If you are claiming benefits after leaving a job
If you are starting to claim jobseeker's allowance or employment and support allowance after leaving your job, you need to give your form P45 to the DWP. They use it to pay you any tax refund you are entitled to either when your claim finishes or at the end of the tax year if you are still claiming.
If you have got a student loan to repay and you are employed, you normally repay the loan through your wages under PAYE. This normally happens automatically the April following your graduation, provided you have started working and are earning more than the repayment threshold.
HMRC provide your employer with the information they need to deduct the right amount from your wages. In order to calculate the correct repayment it is important that you note on the starter checklist what kind of loan you have (for example, a Plan 1 or Plan 2 or a postgraduate loan). If you do not know what loan you have the Student Loans Company has a useful tool to help you.
Your payslip must show how much has been deducted. It is useful to keep all your payslips while you are repaying your student loan in case there is a discrepancy about the amounts of repayments you have made.
There is more information about how you repay your student loan in our student loan section.
Under law, employees and ‘workers’ are entitled to certain rights, including a minimum wage.
You can find out more information about the National Living Wage and National Minimum Wage on our What is the National Minimum Wage for students? page and in the factsheet National Minimum Wage (NMW).
Pensions are a way of helping you to save up to pay for your living costs during retirement.
The UK government gives tax relief on contributions you pay into pensions. The idea is to encourage you to provide for your own retirement, rather than rely on the state.
Growth on pension savings is generally free of tax. When pensions are paid out to you they are taxable, but you should be able to take some part of the pension as a tax free lump sum.
You can find out more information about automatic enrolment in the factsheet Pension Automatic Enrolment.
You may be able to claim tax credits, universal credit or state benefits while you are working, depending on your circumstances.
You can find more information about tax credits and universal credit and who can claim them in our tax credits and benefits section.

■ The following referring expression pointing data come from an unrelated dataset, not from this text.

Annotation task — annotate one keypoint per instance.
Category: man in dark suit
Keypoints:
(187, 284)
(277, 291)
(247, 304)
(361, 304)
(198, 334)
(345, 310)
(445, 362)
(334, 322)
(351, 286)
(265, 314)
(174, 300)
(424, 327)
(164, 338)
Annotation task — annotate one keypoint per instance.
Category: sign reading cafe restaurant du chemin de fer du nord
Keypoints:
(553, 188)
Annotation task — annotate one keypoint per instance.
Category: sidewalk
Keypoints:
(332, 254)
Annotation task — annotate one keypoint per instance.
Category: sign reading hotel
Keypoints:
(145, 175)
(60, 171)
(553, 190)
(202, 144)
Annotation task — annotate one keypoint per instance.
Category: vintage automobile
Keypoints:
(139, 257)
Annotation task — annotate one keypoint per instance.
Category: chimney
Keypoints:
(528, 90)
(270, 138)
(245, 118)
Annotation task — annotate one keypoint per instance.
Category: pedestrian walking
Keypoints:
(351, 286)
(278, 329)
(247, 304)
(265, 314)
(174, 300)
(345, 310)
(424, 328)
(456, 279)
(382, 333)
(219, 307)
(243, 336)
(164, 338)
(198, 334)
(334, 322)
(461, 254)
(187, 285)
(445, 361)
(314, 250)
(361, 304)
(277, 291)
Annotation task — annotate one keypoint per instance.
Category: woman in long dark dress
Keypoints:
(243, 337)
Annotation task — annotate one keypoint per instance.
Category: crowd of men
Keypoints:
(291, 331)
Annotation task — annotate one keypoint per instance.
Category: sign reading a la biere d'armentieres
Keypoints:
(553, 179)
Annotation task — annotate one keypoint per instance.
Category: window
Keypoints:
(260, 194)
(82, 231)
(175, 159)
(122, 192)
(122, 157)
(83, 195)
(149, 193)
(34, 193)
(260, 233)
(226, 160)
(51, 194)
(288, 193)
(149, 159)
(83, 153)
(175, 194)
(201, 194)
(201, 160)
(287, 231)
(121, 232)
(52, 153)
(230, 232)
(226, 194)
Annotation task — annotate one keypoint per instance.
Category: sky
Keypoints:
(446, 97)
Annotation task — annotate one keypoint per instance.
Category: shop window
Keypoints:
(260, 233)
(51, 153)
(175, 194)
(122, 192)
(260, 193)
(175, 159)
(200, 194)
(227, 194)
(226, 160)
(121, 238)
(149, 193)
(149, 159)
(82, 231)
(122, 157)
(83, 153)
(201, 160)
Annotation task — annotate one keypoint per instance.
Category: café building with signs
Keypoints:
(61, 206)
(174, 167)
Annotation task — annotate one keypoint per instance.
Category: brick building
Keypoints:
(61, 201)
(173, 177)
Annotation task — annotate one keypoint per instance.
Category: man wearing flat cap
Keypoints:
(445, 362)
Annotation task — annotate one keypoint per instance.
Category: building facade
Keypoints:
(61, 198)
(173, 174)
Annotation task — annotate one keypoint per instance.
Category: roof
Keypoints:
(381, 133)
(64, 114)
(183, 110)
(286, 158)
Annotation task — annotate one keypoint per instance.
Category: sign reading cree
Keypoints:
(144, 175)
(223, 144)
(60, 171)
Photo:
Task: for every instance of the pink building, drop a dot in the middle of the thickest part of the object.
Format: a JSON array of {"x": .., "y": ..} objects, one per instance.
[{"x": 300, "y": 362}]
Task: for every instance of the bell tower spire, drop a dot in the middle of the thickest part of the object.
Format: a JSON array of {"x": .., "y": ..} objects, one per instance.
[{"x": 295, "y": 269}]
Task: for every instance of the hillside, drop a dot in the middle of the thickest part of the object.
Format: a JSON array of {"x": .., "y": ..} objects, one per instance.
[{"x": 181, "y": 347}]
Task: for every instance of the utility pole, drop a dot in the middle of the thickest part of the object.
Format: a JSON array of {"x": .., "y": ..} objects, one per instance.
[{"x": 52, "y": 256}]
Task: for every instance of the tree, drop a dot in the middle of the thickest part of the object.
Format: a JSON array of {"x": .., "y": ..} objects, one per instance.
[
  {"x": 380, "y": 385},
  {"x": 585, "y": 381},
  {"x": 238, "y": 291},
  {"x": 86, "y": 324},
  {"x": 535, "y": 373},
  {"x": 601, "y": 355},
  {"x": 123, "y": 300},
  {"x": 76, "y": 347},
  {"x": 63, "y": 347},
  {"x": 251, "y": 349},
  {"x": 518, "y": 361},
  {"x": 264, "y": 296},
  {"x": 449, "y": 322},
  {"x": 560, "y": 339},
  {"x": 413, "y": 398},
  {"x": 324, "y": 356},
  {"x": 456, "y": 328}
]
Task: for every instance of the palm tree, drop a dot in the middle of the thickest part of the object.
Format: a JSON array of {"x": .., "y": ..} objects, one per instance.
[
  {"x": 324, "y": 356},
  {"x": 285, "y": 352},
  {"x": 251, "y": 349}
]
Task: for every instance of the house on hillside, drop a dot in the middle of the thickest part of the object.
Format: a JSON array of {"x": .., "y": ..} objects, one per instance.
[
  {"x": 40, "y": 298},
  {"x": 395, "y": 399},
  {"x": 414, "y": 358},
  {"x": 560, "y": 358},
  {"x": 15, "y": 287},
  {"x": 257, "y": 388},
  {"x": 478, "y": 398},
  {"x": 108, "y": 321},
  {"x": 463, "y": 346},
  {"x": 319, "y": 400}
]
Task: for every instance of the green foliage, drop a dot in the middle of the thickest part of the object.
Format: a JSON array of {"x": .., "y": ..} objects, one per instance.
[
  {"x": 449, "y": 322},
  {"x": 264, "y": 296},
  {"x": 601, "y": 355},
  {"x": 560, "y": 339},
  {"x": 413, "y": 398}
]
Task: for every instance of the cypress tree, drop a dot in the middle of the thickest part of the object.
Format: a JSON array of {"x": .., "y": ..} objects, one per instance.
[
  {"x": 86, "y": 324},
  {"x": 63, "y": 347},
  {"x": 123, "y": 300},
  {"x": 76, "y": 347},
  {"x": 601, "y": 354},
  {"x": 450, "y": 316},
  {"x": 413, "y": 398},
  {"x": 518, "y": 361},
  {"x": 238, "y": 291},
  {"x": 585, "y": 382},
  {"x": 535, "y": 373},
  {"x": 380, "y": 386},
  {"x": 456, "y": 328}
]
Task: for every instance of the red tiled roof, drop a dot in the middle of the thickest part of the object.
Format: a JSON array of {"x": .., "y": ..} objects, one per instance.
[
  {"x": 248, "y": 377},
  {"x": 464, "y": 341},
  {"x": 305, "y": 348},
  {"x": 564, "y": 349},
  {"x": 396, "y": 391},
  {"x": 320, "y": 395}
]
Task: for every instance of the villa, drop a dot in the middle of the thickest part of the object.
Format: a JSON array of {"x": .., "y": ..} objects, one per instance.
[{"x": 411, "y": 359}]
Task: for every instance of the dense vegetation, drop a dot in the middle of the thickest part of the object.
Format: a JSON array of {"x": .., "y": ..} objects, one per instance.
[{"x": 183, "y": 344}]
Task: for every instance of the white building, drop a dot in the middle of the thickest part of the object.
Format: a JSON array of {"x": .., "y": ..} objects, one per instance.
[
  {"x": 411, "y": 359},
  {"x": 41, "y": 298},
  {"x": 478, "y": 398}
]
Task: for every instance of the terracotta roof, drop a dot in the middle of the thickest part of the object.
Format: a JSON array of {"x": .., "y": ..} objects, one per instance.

What records should you keep?
You should keep the paperwork that contains details about your pay and tax, like:
- payslips and PAYE coding notices;
- forms P45 and P60;
- details of employment expenses;
- benefits in kind forms from your employer;
- information on any workplace pension scheme you join;
- information about any redundancy award or termination payment you get when your contract ends;
- notes of any tips or gratuities you get and any other taxable income or benefits that you have not already recorded somewhere else;
- details of any state benefits you have received.
If anyone (other than your employer) gives you benefits in kind for doing your job, you should keep a note of their name and address and what they gave you.
Why should you keep records?
You will need to refer to your records later if you ever need to:
- complete a Self Assessment tax return;
- claim a refund of overpaid tax;
- apply for tax credits and benefits (see the LITRG website).
How long should you keep records?
You should keep your records for at least 22 months from the end of the tax year they relate to. The tax year runs from 6 April to the following 5 April, so keep paperwork until at least 31 January nearly two years later. For example, you should keep records relating to the tax year 2019/20 (which ends 5 April 2020) until 31 January 2022 or longer if you are self-employed.
There is no harm in keeping them longer than strictly required and actually this could benefit you in some cases, as there are some time limits that extend beyond the 22 months (for example, you can go back up to four tax years to claim a tax refund).